Any protections and checks performed on the user's side should obviously be considered unreliable – on their side, the user can manipulate data in any way – replace the values of JavaScript variables, disable code blocks and modify JavaScript and HTML in any way.

But perhaps this does not carry any danger – let's check it out.

Next, I will perform actions in the web browser in Chrome Developer Tools (or just DevTools). If you do not know what it is, then the following articles are recommended for review:

Press F12 to open developer tools. To get to the “Elements” tab and immediately go to the code fragment of interest, right-click on the page on the element you are interested in and select “Inspect”.

Find the piece of code we are interested in

and replace style="display: none;" with style="display: block;"

And we immediately get a password to enter the administrative panel of the router:

This is already bad.

But perhaps the developers have provided additional protection and I will not be allowed to authenticate, because I am trying to log in from outside the local network.

I enter the username (“admin”) and password and get the following message:

Sorry, remote access not allowed!

That is, remote access is not allowed. But I remembered that I had already seen this phrase in the HTML code of the web page, let's find a piece of JavaScript code and study it more carefully:

      		if( AccessIP != "N/A" && (LanIP != "N/A" || Ipv6LanIP != "N/A") )
			{
				if((LanIP != AccessIP) && (Ipv6LanIP != AccessIP) && remoteAccess == "1"){
					var str = 'Sorry,  remote access not allowed!';
					document.write(str);
				}
			}

The bottom line is that if the IP address is not local, then this message is simply displayed. And that's it… That is, nothing else is being done.

Once again I will focus on this – according to the logic of the program, the login from a remote IP address should be canceled, even if the correct login and password are entered. If this validation and invalidation is done on the user side (in JavaScript), then this validation can be hacked/disabled. But specifically in this case, nothing is done, except for the output of the message.

I had a theory that if the correct login and password are entered, then it is possible that the entrance to the administrative panel of the router is still completed, despite the line shown about the prohibition of remote login?

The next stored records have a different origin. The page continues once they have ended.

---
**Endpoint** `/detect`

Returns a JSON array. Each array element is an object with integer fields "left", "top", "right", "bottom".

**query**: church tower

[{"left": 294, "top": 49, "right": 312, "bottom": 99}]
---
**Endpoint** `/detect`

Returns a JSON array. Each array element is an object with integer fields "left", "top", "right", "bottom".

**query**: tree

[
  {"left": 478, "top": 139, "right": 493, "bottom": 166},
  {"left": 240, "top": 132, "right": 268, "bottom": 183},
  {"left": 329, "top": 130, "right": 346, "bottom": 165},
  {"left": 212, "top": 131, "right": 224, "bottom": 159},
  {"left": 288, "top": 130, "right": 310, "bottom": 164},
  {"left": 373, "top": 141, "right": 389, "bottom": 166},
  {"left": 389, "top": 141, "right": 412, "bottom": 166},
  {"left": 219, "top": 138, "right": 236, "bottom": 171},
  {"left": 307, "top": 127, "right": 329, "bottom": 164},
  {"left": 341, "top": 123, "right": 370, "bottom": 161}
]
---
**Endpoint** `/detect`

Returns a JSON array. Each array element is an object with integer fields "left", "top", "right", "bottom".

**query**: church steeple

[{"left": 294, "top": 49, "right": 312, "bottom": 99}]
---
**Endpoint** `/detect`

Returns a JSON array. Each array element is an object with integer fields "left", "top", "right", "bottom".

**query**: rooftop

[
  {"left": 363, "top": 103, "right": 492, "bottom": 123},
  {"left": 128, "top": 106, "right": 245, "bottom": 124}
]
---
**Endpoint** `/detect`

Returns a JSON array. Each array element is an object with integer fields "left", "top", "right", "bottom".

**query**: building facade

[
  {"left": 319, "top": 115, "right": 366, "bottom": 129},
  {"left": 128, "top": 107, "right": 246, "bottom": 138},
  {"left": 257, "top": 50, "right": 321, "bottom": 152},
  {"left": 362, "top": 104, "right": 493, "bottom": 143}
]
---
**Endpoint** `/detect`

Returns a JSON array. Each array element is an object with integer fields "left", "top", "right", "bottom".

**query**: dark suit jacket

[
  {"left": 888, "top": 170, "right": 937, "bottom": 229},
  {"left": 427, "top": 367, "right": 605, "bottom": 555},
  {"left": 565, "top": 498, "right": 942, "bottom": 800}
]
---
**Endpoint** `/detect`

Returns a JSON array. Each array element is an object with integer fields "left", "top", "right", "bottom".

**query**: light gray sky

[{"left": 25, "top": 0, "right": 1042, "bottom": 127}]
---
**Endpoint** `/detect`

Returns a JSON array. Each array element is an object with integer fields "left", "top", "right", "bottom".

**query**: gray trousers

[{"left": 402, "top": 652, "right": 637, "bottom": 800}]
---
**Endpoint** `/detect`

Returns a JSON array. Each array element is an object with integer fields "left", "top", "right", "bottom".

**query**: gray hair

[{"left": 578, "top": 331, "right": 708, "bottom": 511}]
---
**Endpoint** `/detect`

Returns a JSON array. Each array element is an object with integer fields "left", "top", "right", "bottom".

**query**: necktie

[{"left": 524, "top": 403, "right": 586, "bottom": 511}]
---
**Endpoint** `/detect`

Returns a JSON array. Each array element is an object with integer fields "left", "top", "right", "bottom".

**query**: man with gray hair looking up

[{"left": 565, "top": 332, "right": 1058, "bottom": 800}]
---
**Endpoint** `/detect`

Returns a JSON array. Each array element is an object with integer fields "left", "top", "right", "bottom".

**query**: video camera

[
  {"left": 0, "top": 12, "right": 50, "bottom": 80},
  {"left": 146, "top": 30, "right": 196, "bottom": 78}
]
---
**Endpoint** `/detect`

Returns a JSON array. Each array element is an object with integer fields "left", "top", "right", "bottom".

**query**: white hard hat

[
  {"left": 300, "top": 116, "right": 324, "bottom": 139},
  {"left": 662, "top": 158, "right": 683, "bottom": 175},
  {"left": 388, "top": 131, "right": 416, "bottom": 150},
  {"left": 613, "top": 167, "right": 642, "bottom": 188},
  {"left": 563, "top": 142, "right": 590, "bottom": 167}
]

To test my theory, in the address bar of a web browser, I shorten the URL from http://10.241.114.14/cgi-bin/index2.asp to http://10.241.114.14

and get into the admin panel!

Yes, the router successfully authenticated the user from the remote IP address and instead of invalidating their login, it simply showed a message to the already logged in user that remote access was not allowed.

Conclusion

In this very small example, we hacked the administrator password of the SKYWORTH GN542VF router without any specialized software tools, almost with our bare hands. We had enough web browser capabilities.

Despite the thoughtfulness of the algorithm, due to poor implementation, the protection of the router from remote login using the factory password is leveled.

Even if the protection were better developed in JavaScript code, it could be bypassed or disabled. Any checks and implementations of security algorithms on the user's side must obviously be considered unreliable (in fact, absent). In this case, checking the IP address, denying remote login, and disabling the display of the default password would have to be done inside the router (at the level of the router's web server or internal software).